BALTIMORE (WJZ) — A natural gas buildup was the cause of the deadly explosion in a northwest Baltimore neighborhood in August 2020, city officials said Tuesday.
Chief Niles Ford said when a stove was turned on, it triggered the blast along Labyrinth Road.
“After months of investigating, it has been determined that the explosion was a result of a large natural gas buildup, Ford said. “Based on the investigation and evidence, it appears as though a stove was turned on, which provided the ignition source.”
Ford said there was HVAC work done in the basement at 4232 Labyrinth Road the day before; however, officials have not found the proper permits found for the licensed contractor’s work.
“While investigating, we were able to locate all four gas meters that were associated, after which BGE was contacted and a request was made for the readings, ” Ford said. “From those readings, a spike in natural gas levels were detected between 1:30 a.m. and 2 a.m. on August 10 from the address of 4232 Labyrinth Road.”
Three homes were destroyed in the August 10 blast and a fourth home had to be demolished. Twenty-year-old Joseph Graham, a Morgan State University electrical engineering student, and 61-year-old Lonnie Herriott lost their lives.
Graham’s aunt Christi Levy said knowing the cause has not brought closure.
“I was hoping that once we found out how this happened, that it would relieve some of the pain and it’s not true. It makes me angry that it has happened,” Levi said.
The power of the blast traveled from the epicenter and damaged dozens of additional homes. Homeowners in the area are still trying to repair their homes.

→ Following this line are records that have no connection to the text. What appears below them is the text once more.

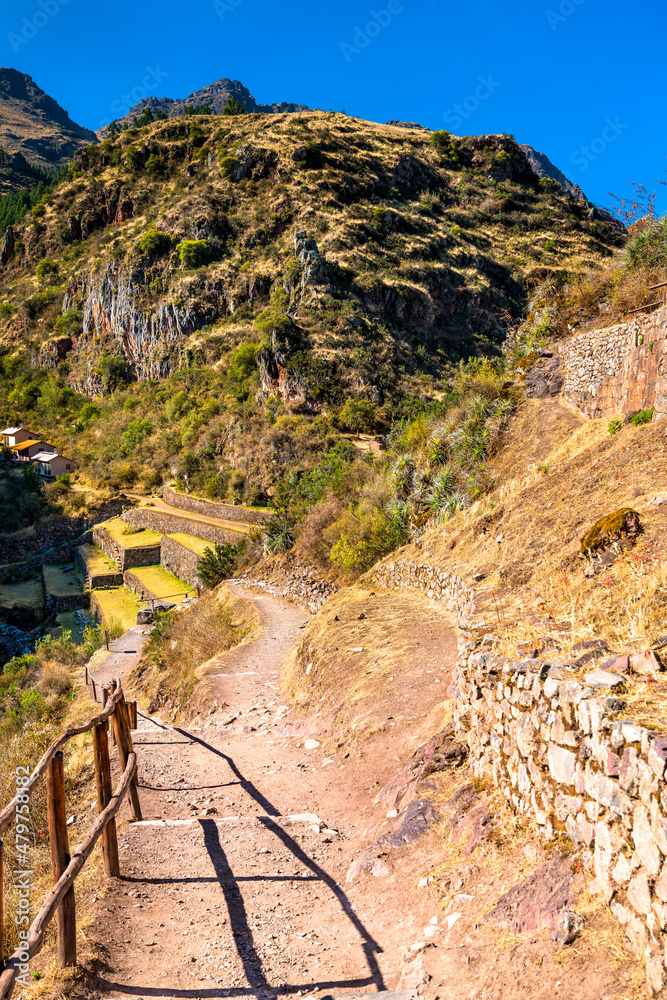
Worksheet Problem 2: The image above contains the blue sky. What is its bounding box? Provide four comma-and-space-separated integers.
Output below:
0, 0, 667, 211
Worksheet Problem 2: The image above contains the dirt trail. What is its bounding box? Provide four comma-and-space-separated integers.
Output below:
127, 493, 256, 535
79, 594, 446, 1000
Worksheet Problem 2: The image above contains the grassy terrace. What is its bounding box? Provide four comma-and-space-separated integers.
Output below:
98, 517, 162, 549
0, 580, 44, 610
131, 566, 195, 597
169, 531, 213, 556
42, 563, 83, 597
79, 545, 118, 576
93, 587, 146, 631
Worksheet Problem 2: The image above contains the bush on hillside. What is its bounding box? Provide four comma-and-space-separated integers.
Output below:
176, 240, 211, 268
139, 229, 171, 257
35, 257, 60, 285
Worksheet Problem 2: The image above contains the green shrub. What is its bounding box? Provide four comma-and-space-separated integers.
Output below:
220, 156, 239, 177
35, 257, 60, 285
197, 542, 244, 589
123, 417, 153, 452
139, 229, 171, 257
631, 409, 653, 427
622, 215, 667, 271
338, 399, 377, 434
176, 240, 211, 267
97, 354, 130, 392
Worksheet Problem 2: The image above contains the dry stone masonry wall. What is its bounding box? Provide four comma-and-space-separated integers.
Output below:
93, 518, 162, 573
162, 486, 271, 524
121, 507, 243, 548
558, 308, 667, 418
374, 560, 667, 994
160, 535, 204, 589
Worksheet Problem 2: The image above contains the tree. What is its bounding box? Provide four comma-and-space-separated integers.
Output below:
36, 257, 60, 285
197, 542, 244, 589
338, 399, 377, 434
222, 97, 246, 115
176, 240, 211, 267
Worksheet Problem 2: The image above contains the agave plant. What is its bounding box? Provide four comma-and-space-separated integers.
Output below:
390, 455, 415, 497
623, 216, 667, 271
426, 469, 456, 518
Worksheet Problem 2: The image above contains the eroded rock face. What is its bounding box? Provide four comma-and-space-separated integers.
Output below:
78, 264, 201, 380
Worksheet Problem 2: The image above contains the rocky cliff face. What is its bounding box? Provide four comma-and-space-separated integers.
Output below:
521, 144, 588, 201
0, 68, 97, 167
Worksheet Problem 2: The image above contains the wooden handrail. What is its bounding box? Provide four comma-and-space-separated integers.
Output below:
0, 688, 123, 837
0, 752, 137, 1000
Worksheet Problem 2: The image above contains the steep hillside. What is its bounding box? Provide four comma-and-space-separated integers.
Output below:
0, 67, 96, 169
0, 112, 621, 572
98, 77, 309, 138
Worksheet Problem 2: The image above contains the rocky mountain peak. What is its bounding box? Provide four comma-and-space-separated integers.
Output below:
0, 67, 97, 167
98, 77, 309, 137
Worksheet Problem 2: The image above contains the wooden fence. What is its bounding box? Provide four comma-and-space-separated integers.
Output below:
0, 668, 142, 1000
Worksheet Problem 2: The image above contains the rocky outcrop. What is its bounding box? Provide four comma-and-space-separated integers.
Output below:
0, 68, 97, 167
78, 263, 201, 380
0, 226, 16, 267
99, 77, 309, 136
521, 143, 587, 201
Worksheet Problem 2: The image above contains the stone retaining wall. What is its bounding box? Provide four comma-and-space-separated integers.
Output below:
74, 547, 123, 590
373, 559, 475, 627
558, 308, 667, 418
162, 486, 272, 524
373, 560, 667, 994
93, 524, 162, 573
121, 507, 245, 548
160, 535, 205, 590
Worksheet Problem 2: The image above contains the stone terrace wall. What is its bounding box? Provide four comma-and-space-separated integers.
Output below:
162, 486, 271, 524
93, 524, 162, 573
160, 535, 205, 590
374, 560, 667, 994
373, 559, 475, 627
74, 546, 123, 590
121, 507, 244, 548
558, 309, 667, 418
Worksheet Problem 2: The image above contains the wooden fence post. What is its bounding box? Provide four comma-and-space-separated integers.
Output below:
46, 750, 76, 969
112, 694, 143, 820
93, 722, 120, 878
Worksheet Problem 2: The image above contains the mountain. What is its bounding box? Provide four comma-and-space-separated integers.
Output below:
98, 77, 309, 137
0, 111, 621, 516
0, 68, 97, 169
521, 143, 588, 202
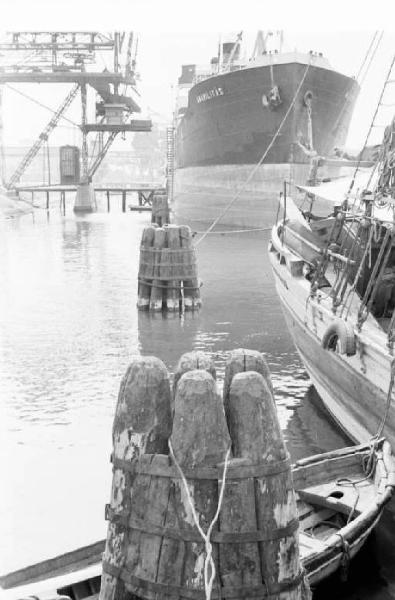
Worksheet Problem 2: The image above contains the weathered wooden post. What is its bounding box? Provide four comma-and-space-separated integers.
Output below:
173, 350, 216, 398
151, 190, 170, 227
100, 356, 171, 600
170, 370, 231, 597
149, 227, 166, 312
137, 226, 155, 310
226, 371, 310, 600
223, 348, 273, 412
161, 225, 182, 312
180, 225, 201, 310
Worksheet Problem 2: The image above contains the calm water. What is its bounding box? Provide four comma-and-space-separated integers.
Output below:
0, 204, 395, 598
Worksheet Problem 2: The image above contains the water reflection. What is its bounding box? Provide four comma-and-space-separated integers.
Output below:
0, 213, 394, 596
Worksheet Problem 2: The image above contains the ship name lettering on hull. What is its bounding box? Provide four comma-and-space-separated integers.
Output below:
196, 87, 224, 104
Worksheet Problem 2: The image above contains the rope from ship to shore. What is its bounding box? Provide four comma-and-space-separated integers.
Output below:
340, 227, 374, 321
344, 52, 395, 204
373, 358, 395, 440
195, 62, 311, 246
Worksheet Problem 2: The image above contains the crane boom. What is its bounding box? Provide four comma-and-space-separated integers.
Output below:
7, 84, 80, 189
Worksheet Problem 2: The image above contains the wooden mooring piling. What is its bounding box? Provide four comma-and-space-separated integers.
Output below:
137, 225, 201, 312
100, 350, 310, 600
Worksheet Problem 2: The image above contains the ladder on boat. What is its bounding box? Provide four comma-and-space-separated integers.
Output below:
7, 84, 80, 188
166, 126, 175, 201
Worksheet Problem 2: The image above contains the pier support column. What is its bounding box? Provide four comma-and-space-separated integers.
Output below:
74, 182, 97, 212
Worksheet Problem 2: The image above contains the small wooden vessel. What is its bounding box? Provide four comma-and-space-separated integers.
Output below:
0, 439, 395, 600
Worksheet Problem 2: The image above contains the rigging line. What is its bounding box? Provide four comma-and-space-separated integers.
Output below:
359, 31, 384, 85
355, 30, 378, 81
345, 54, 395, 201
195, 63, 311, 246
5, 83, 80, 129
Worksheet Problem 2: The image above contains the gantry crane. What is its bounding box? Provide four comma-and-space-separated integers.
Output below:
0, 31, 152, 199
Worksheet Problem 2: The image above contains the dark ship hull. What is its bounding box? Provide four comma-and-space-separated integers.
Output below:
175, 62, 359, 226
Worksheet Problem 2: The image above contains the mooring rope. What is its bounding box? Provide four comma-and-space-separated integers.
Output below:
169, 440, 231, 600
195, 63, 311, 246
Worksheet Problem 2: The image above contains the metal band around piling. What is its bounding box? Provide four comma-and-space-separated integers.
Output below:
105, 504, 299, 544
111, 454, 291, 480
103, 561, 304, 600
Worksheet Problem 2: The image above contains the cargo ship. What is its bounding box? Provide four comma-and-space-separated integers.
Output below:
174, 32, 359, 227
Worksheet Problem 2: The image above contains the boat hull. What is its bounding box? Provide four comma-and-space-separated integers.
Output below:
269, 223, 395, 445
174, 62, 359, 227
173, 163, 351, 228
176, 62, 359, 168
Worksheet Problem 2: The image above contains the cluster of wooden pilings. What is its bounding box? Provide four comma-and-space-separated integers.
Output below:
151, 189, 170, 227
137, 225, 201, 312
100, 349, 310, 600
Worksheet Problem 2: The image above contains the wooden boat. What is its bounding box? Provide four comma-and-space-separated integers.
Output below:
0, 439, 395, 600
269, 101, 395, 445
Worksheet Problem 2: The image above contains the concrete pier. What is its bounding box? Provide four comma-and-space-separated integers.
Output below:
74, 183, 97, 212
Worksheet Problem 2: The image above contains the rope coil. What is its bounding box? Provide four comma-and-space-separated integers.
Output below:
169, 440, 231, 600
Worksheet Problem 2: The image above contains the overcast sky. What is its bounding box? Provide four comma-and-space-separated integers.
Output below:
3, 0, 395, 154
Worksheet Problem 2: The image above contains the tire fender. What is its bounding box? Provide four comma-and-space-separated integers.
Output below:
322, 319, 357, 356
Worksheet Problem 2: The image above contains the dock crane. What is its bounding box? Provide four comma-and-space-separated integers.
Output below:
0, 31, 152, 211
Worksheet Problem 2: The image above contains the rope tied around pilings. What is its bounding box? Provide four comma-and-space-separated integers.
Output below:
169, 440, 231, 600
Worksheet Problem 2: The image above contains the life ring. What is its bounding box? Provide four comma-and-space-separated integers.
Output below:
322, 319, 357, 356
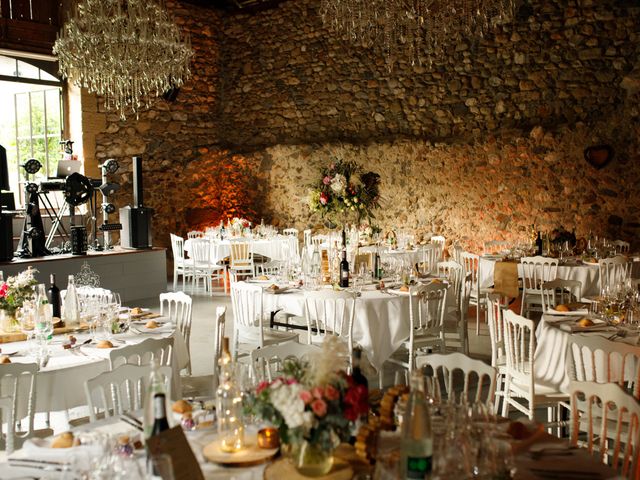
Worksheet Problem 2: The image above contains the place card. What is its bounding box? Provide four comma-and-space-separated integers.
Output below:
146, 426, 204, 480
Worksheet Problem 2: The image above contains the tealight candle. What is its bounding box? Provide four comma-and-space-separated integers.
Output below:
258, 427, 280, 448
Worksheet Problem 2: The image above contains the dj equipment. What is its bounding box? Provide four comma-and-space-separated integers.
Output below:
71, 225, 88, 255
120, 157, 153, 248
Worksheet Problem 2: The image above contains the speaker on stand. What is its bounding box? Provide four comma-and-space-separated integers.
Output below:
120, 157, 153, 249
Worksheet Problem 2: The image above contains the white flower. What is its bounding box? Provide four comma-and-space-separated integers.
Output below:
269, 383, 313, 430
331, 173, 347, 195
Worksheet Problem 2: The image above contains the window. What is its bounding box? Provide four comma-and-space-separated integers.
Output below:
0, 56, 64, 204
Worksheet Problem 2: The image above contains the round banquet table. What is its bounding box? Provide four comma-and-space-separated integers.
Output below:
479, 257, 600, 297
534, 314, 640, 393
2, 329, 189, 412
184, 235, 289, 262
263, 286, 455, 370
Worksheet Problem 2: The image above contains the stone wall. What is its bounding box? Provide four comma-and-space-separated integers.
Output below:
89, 0, 640, 255
216, 0, 640, 249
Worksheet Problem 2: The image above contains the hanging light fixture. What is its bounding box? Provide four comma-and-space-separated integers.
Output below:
53, 0, 193, 120
320, 0, 515, 63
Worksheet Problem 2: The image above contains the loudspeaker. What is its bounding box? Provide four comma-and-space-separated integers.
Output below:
120, 206, 153, 248
0, 213, 13, 261
133, 157, 144, 208
0, 145, 10, 190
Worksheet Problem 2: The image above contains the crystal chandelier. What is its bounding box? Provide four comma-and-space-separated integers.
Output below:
320, 0, 515, 63
53, 0, 193, 120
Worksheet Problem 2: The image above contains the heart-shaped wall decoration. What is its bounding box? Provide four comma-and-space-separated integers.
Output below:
584, 145, 613, 170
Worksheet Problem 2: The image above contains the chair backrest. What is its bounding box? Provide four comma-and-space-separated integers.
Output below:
0, 397, 15, 455
251, 342, 321, 382
84, 364, 173, 422
230, 240, 253, 269
502, 310, 536, 395
416, 352, 498, 406
171, 233, 184, 264
160, 292, 192, 347
437, 260, 464, 308
567, 335, 640, 400
431, 235, 446, 262
613, 240, 630, 253
109, 337, 173, 370
570, 382, 640, 479
598, 255, 631, 292
487, 294, 506, 367
0, 363, 38, 447
213, 307, 227, 392
520, 256, 558, 293
304, 290, 356, 351
542, 278, 582, 312
231, 282, 264, 347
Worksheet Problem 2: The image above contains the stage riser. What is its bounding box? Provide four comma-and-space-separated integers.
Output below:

“I personally received a call from my mom who works at the Giant next door about feeling an explosion,” Mayor Brandon Scott said. “I knew something was severely wrong just based off of the sound in my mother’s voice.”
Councilman Isaac “Yitzy” Schleifer who represents this district said if the contractor was negligent and did not obtain a proper permit, those actions are “unacceptable.”
“The one benefit to getting a permit is that an inspector will come out and inspect their work, and that’s where it’s really sad to see a situation like this play out when perhaps an inspector could’ve come out and double-checked this work,” he said.
Schleifer said civil penalties could be a possibility. As of the close of business Tuesday, city officials did not release the name of the contractor.